Can someone help me with this issue ?

Is a newly initialized model also failing on the Jetson device or is the failure only observed after loading the pretrained model? In the latter case, how did you store the model and how are you loading it? Are you mixing different PyTorch or torchvsion versions?

Thanks for the reply.

Workstation
Model is saved in my workstation-computer as

 torch.save(model_fast_r_cnn.state_dict(), "./data/myModels/car_truck_proai.pth") # Saving the model

The torchvision and torchvision versions on workstation are

torch                   1.7.0
torchvision             0.8.1

This model is then copied to the Nvidia-hardware.

Nvidia hardware
The below shown step loads the model successfully on the Nvidia-ProAI hardware

model.load_state_dict(torch.load(data['Model']['path']))  # model loaded using yaml file
model.eval()  # put the model in evaluation mode

The problem occurs when the “video frame or Image” is passed to the model for object detection

    results = model([frame]) # Passing frame inside model

The torch and torchvision on the Nvidia-hardware is

torch              1.7.0a0
torchvision        0.8.0a0+2f40a48

Error

Traceback (most recent call last):
  File "/home/nvidia/Desktop/test_env/python_programs/pytorch_cnn/1.obj_det/detection_car_truck/main_det.py", line 82, in <module>
    results = score_frame(frame, model,device=device)  
  File "/home/nvidia/Desktop/test_env/python_programs/pytorch_cnn/1.obj_det/detection_car_truck/obj_det_functions.py", line 118, in score_frame
    results = model([frame])
  File "/home/nvidia/Softwares/miniconda3/envs/torch_cp37/lib/python3.7/site-packages/torch/nn/modules/module.py", line 727, in _call_impl
    result = self.forward(*input, **kwargs)
  File "/home/nvidia/Softwares/miniconda3/envs/torch_cp37/lib/python3.7/site-packages/torchvision/models/detection/generalized_rcnn.py", line 100, in forward
    detections, detector_losses = self.roi_heads(features, proposals, images.image_sizes, targets)
  File "/home/nvidia/Softwares/miniconda3/envs/torch_cp37/lib/python3.7/site-packages/torch/nn/modules/module.py", line 727, in _call_impl
    result = self.forward(*input, **kwargs)
  File "/home/nvidia/Softwares/miniconda3/envs/torch_cp37/lib/python3.7/site-packages/torchvision/models/detection/roi_heads.py", line 752, in forward
    box_features = self.box_roi_pool(features, proposals, image_shapes)
  File "/home/nvidia/Softwares/miniconda3/envs/torch_cp37/lib/python3.7/site-packages/torch/nn/modules/module.py", line 727, in _call_impl
    result = self.forward(*input, **kwargs)
  File "/home/nvidia/Softwares/miniconda3/envs/torch_cp37/lib/python3.7/site-packages/torchvision/ops/poolers.py", line 213, in forward
    self.setup_scales(x_filtered, image_shapes)
  File "/home/nvidia/Softwares/miniconda3/envs/torch_cp37/lib/python3.7/site-packages/torchvision/ops/poolers.py", line 174, in setup_scales
    scales = [self.infer_scale(feat, original_input_shape) for feat in features]
  File "/home/nvidia/Softwares/miniconda3/envs/torch_cp37/lib/python3.7/site-packages/torchvision/ops/poolers.py", line 174, in <listcomp>
    scales = [self.infer_scale(feat, original_input_shape) for feat in features]
  File "/home/nvidia/Softwares/miniconda3/envs/torch_cp37/lib/python3.7/site-packages/torchvision/ops/poolers.py", line 158, in infer_scale
    assert possible_scales[0] == possible_scales[1]
AssertionError

Please let me know if further information is needed.
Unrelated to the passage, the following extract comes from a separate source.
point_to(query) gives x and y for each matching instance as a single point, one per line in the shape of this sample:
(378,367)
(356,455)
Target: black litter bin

Thank you in advance.

The library versions on the “Nvidia-ProAI hardware” are older than the one used to train and save the state_dicts. PyTorch is backward compatible (you can load a checkpoint from an older PyTorch release in a newer version) but not forward compatible. Either update the libs on the Jetson or use an older release to store the checkpoint.
However, it’s still unclear if a randomly initialized model would also fail using the older library versions, so I would test it first.

I trained with older version of Pytorch on workstation

# On Workstation  -- older version
torch              1.6.0
torchvision        0.7.0

Then copied it to Nvidia-hardware.

# On Nvidia-ProAI  -- Newer version
torch              1.7.0a0
torchvision        0.8.0a0+2f40a48

Still the same problem or error persists.

Problem seems to be similar to this post: https://discuss.pytorch.org/t/assertion-error-when-using-resnet-18-as-backbone-with-faster-rcnn/113965.

Were you able to test the randomly initialized model as previously described?

I did some research and could not understand how to randomly initialize an object detection model. Can you please give an example of “randomly initialized model” for object detection.

By the way object detection seems to work with “Retinanet model” on the Nvidia-hardware as shown below, instead of “FastRCNN”.

model = torchvision.models.detection.retinanet_resnet50_fpn(pretrained=True)

Initialize your model in the same way (with pretrained set to True or False) and check if the model is working at all. Your initial question seemed to target the model loading specifically, but I’m unsure if the setup you are using on the “Nvidia-ProAI” device is working at all with this model or not.

The model seems to download and load properly, the below lines of code seems to work properly,

Nvidia-ProAI

def get_model(num_classes):
    """
    downloads the model and returns the model with the specified output classes
    Args:
        num_classes: number of output classes

    Returns:
        Returns the model with the linear layer of classes = num_classes
    """
    # load an object detection model pre-trained on COCO
    model = torchvision.models.detection.fasterrcnn_resnet50_fpn(pretrained=True)
    in_features = model.roi_heads.box_predictor.cls_score.in_features
    # replace the pre-trained head with a new on
    model.roi_heads.box_predictor = FastRCNNPredictor(in_features, num_classes)

    return model


def load_saved_model():
    """ Loads model 
        Check config file the parameters
    """
    data = yaml_loader()
    model = get_model(data['Model']['num_classes'])  # Using Saved model
    model.load_state_dict(torch.load(data['Model']['path']))
    model.eval()  # put the model in evaluation mode
    return model


# Using Saved model
model = load_saved_model()

The problem seems to occur only while passing the “video frame” to the model for object detection as shown below,

def score_frame(frame, model,device):
    """
    The function below identifies the device which 
    is availabe to make the prediction and uses it 
    to load and infer the frame. 
    Once it has results it will extract the labels and 
    cordinates(Along with scores) for each object detected 
    in the frame.
    
    Args:
        frame: Image frame
        model: object detection model
    Returns:
        labels: label of the image
        cords: coordinates of the bounding boxes
    """
    # Model to device
    model.to(device)
    # Passing frame inside model
    results = model([frame])             # Error 

    return results


# Score the Frame
    results = score_frame(frame, model, device=device)   # Error

I hope my question is clear. Please let me know if further information is required. Thank you in advance.